Indulge in the vibrant flavours of summer with this delightful slow-cooker ratatouille recipe. Combining fresh vegetables, aromatic herbs, and a rich tomato-based sauce, this dish is sure to please. See method

  • Serves 8
  • 20 mins to prepare and 4 hrs 10 mins to cook
  • 168 calories / serving
  • Freezable
  • Vegan
  • Vegetarian
  • Gluten-free
  • Dairy-free


  • 4 tbsp olive oil
  • 2 large red onions, sliced
  • 4 garlic cloves, crushed​
  • 2 large aubergines, sliced into 1cm rounds, then quartered
  • 3 courgettes, sliced into 1cm rounds
  • 4 mixed peppers, sliced
  • 500g carton passata
  • 400g tin chopped tomatoes
  • 4 tsp caster sugar
  • 1 tbsp mixed dried herbs
  • 4 tsp balsamic or red wine vinegar
  • 20g fresh parsley, chopped crusty bread (optional)
2 of your 5-a-day and high in vitamin C

Each serving contains

  • Energy

  • Fat

    8g 11%
  • Saturates

    1g 6%
  • Sugars

    15g 17%
  • Salt

    0.2g 3%

of the reference intake
Carbohydrate 16.7g Protein 4.4g Fibre 6.4g


  1. Heat half the oil in a large frying pan over a medium heat and cook the onions for 4-5 mins, stirring, until softened.

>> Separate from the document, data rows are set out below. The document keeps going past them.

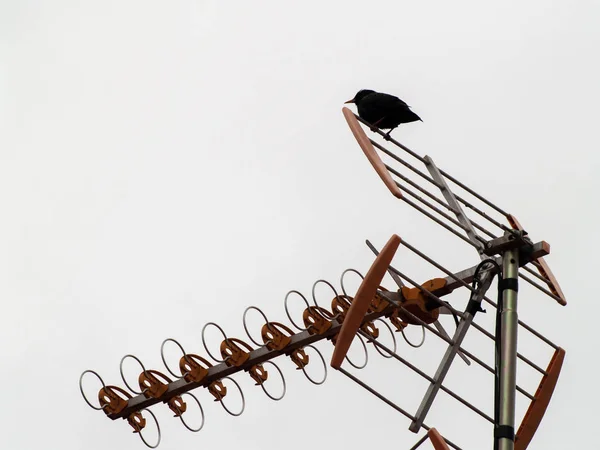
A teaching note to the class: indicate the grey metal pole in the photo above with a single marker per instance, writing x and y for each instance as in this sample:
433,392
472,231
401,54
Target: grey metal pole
505,429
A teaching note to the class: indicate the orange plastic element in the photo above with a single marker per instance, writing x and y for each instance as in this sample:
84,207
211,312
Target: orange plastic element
233,354
137,421
397,321
370,329
258,374
151,386
369,151
340,306
315,321
437,440
378,304
362,301
300,358
415,301
112,403
177,405
542,267
217,389
273,338
191,368
539,404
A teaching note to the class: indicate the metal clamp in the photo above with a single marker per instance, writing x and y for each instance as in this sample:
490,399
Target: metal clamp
304,364
97,408
194,430
263,376
317,319
138,422
233,354
151,385
219,391
111,402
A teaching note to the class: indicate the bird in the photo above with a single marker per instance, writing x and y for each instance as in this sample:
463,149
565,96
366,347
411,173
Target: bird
382,110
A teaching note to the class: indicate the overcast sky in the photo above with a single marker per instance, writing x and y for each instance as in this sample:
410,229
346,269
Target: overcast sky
167,164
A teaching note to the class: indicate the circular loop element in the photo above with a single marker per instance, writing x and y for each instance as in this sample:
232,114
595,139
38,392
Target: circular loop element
410,343
262,385
342,279
193,430
162,355
241,393
333,316
204,341
366,355
287,310
123,375
385,355
97,408
324,367
157,427
246,327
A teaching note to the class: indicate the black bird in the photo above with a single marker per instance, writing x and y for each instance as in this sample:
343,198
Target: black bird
382,110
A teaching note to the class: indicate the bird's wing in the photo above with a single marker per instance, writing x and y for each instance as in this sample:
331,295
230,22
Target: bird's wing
387,100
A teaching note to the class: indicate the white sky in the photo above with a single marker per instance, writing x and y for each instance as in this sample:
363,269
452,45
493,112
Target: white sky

Reduce the heat to low and add the garlic; cook for 1 min. 
  2. Add the remaining oil to the pan and fry the aubergines over a medium heat for 4-5 mins, stirring, until starting to brown. 
  3. Transfer to a large slow-cooker (at least 5.5ltr capacity) along with the cooked onions, the courgettes, peppers, passata, tinned tomatoes, sugar, dried herbs, vinegar and half the parsley. Season, mix well, then cook on high for 3-4 hrs (or on low for 5-6 hrs), stirring occasionally, until the veg is soft and the sauce has thickened. Scatter over the remaining parsley and serve with crusty bread, if you like.

Cook's tip: No slowcooker? Put everything in a casserole dish, cover with a lid or a double layer of foil and cook in the oven at gas 2, 150°C, fan 130°C for 1 hr 30 mins, stirring halfway.